Bidang seperti keperawatan, teknik, dan ilmu komputer masih menjanjikan asalkan lulusan terus memperbarui keterampilannya agar relevan dengan perubahan industri.

Lulusan yang menggabungkan keahlian teknis dan soft skill seperti empati, kreativitas, serta kepemimpinan akan lebih mudah bertahan dalam dunia kerja yang semakin kompetitif.

Masa Depan Pendidikan: Adaptasi, Bukan Sekadar Gelar

Riset ini memberikan pesan penting bagi dunia pendidikan tinggi: masa depan pendidikan bukan tentang gelar tunggal, melainkan pembelajaran berkelanjutan. 

Perguruan tinggi diharapkan tak hanya mencetak lulusan berijazah, tetapi juga membentuk pribadi yang fleksibel, berpikir kritis, dan mampu berinovasi.

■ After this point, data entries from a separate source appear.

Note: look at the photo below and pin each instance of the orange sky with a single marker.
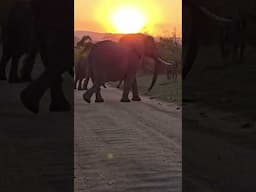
(162, 15)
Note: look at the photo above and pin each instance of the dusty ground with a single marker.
(127, 146)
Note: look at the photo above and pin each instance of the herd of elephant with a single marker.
(36, 27)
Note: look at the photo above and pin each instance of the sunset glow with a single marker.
(129, 16)
(128, 20)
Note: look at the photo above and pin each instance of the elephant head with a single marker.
(144, 46)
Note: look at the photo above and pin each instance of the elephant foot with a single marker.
(14, 80)
(136, 99)
(3, 77)
(26, 79)
(59, 106)
(28, 101)
(125, 100)
(86, 98)
(81, 89)
(100, 100)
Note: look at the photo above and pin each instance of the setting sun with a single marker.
(157, 18)
(128, 20)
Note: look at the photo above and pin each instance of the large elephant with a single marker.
(55, 36)
(19, 38)
(114, 61)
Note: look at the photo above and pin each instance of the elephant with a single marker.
(81, 73)
(55, 38)
(19, 38)
(119, 84)
(196, 34)
(115, 61)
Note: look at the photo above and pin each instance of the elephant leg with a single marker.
(75, 83)
(135, 91)
(88, 94)
(80, 84)
(5, 58)
(27, 67)
(85, 86)
(128, 82)
(99, 98)
(168, 75)
(58, 100)
(13, 77)
(119, 84)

Dalam dunia kerja yang bergerak cepat, lulusan yang bisa beradaptasi dan menggabungkan berbagai disiplin ilmu akan menjadi aset paling berharga. Gelar hanyalah awal dari perjalanan panjang menuju kesuksesan.

Kesimpulan: Gelar Bukan Tujuan, Tapi Titik Awal

Temuan Harvard menegaskan bahwa masa depan karier tidak ditentukan oleh jurusan semata, melainkan oleh kemampuan seseorang dalam membaca perubahan dan memperbarui diri.

Bagi mahasiswa masa kini, kecerdasan adaptif dan semangat belajar berkelanjutan menjadi kunci untuk tetap relevan di tengah disrupsi teknologi. Dunia kerja telah berubah, dan hanya mereka yang mau terus belajar yang akan bertahan.